NEW YORK, June 24 (Reuters) - New Jersey’s Democratic-led state legislature approved on Monday a $33 billion budget deal that avoids controversial new initiatives and tax cuts as the state’s Republican Governor Chris Christie and the entire legislature face re-election.
The bare-bones budget for the 2014 fiscal year that begins July 1 closely mirrors the original budget blueprint proposed by Christie.
Democrats added $97.2 million to the governor’s original proposal, though the spending was offset by savings elsewhere. That included restoring education dollars to ensure that all school districts had no less money on hand than last year, and money for nursing homes and cancer research.
“This budget does not accomplish all that we had hoped, but by negotiating with the administration we were able to provide much needed funding in areas critical to New Jersey’s seniors and our schools,” Senate President Steve Sweeney said in a statement.

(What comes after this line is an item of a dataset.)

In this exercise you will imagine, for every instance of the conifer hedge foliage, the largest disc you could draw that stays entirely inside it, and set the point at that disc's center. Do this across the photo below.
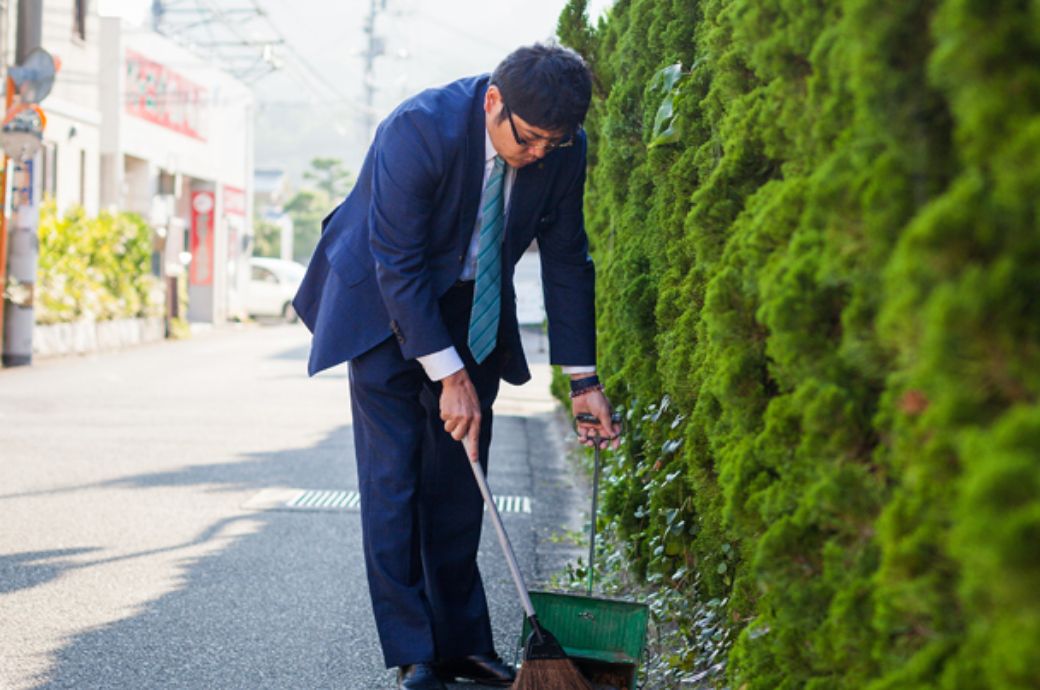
(816, 227)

The budget also included a $1.68 billion payment to the state’s public pension system - a near $650 million increase over this year’s payment.
Last year, Christie predicted a New Jersey comeback from the recession. But the state’s economy has lagged and was dealt a major blow when Superstorm Sandy it swept ashore in October.
Christie, who is more popular with state voters than any other New Jersey governor in nearly 20 years, said his budget was balanced and included no new taxes.